Clinical cases
PATIENT WITH CHRONIC LYMPHEDEMA SECONDARY TO SKIN TUBERCULOSIS

Summary


Introduction. Lymphedema is an excessive regional interstitial accumulation of protein-rich fluids. It can be primary, mainly caused by congenital hypoplasia (Meige’s disease) or lymphatic vessel agenesis (Milroy’s disease). Infections, malignancies, chronic venous stasis, ionizing radiation, obesity, and congestive heart failure are common causes of secondary lymphedema. Although cutaneous tuberculosis may be accompanied by limgangitis, its association with chronic lymphedema is rarely mentioned in the literature.

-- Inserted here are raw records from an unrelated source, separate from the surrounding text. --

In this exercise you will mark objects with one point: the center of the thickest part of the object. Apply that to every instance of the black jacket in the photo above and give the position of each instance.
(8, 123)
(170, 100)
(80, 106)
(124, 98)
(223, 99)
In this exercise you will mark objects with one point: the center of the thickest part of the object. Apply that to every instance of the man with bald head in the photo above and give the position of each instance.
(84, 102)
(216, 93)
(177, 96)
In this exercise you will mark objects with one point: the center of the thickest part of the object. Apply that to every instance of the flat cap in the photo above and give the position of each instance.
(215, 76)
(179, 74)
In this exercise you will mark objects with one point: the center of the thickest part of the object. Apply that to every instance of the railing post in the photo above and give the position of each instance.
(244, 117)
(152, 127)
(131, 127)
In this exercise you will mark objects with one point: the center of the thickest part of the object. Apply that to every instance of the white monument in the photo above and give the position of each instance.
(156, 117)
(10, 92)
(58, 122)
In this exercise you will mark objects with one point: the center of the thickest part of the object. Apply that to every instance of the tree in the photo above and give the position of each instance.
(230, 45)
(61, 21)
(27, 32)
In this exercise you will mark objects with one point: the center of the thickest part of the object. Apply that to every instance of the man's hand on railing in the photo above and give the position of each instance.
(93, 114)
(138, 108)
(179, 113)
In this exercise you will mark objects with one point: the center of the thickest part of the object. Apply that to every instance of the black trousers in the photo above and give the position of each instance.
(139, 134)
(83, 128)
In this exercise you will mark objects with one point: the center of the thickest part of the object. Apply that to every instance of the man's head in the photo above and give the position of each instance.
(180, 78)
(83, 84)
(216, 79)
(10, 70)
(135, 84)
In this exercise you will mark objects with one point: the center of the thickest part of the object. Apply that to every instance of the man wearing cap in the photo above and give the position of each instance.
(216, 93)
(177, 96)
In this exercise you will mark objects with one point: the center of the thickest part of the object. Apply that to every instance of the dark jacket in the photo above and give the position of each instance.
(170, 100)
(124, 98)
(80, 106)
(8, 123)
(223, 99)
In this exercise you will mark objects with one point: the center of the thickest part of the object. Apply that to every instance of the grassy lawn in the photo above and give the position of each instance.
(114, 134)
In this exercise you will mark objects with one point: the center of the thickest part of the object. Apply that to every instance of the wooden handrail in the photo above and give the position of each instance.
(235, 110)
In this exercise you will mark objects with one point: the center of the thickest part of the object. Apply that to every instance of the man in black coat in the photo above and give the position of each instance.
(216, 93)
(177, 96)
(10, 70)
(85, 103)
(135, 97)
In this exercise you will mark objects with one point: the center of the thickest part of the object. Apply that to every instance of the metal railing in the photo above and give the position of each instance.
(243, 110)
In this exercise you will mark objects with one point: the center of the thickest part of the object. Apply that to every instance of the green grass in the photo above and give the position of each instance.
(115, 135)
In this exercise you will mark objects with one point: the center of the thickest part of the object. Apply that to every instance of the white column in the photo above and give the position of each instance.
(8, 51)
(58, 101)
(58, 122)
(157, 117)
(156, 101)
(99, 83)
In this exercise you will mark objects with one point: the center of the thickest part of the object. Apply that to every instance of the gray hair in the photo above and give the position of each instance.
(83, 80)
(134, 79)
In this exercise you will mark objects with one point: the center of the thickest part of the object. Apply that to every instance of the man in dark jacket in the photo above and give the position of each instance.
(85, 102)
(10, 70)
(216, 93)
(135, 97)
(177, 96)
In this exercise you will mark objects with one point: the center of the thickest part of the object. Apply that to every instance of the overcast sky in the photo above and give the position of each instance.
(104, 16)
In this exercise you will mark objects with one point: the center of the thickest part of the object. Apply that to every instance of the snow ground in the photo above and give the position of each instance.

Case report. A 70-year-old man, attended the Dermatology Clinic due to the appearance of permanent, indurated and infiltrated edema of the right lower limb, with translucent papules on the skin. The patient also presented at the level of the right calcaneal region a hyperkeratotic lesion, 1.5 cm in diameter, with an ulcerated center (the clinical appearance suggests a tuberculosis verrucosa cutis). From the medical history we highlight that, 7 years ago, after a sting in the right calcaneal region, an abscess formed at the site of the sting, which was curetted in the Surgery Department, but which recurred. After about 6 months, the right lower limb began to grow in diameter due to significant edema. For chronic lymphedema, the patient was treated with Detralex, Pentoxi Retard, Vessel Due F prior to hospitalization, with no notable results. The histopathological examination pleaded for the diagnosis of cutaneous tuberculosis. Specific treatment with tuberculostatics (Isoniazid 300 mg, Rifampicin 600 mg, Pyrazinamide 2000 mg, Ethambutol 1600 mg, 7/7) was initiated, with a duration of 9 months, the evolution being favorable with the disappearance of the verrucous lesion from the right calcaneus region, with decreased lymphedema and disappearance of papules in the right lower limb.


Discussions. Tuberculosis verrucosa cutis (TVC) is the most common form of exogenous paucibacillary tuberculosis. It is the result of primary inoculation in previously tuberculin-sensitive individuals who maintain moderate to high immunity to M. tuberculosis. It is either
self-inoculation or heteroinoculation following an accidental or professional contact. Secondary bacterial infection and chronic lymphedema are possible complications of extensive lesions that usually affect the extremities. TVC can persist for many years if not treated properly. Usually, there is a favorable response to antituberculosis therapy, as in our case.

 


Conclusions. Chronic lymphedema associated with tuberculosis verrucosa cutis can be cured by long-term treatment with tuberculostatics. Early diagnosis and treatment of cutaneous tuberculosis are essential to reduce complications.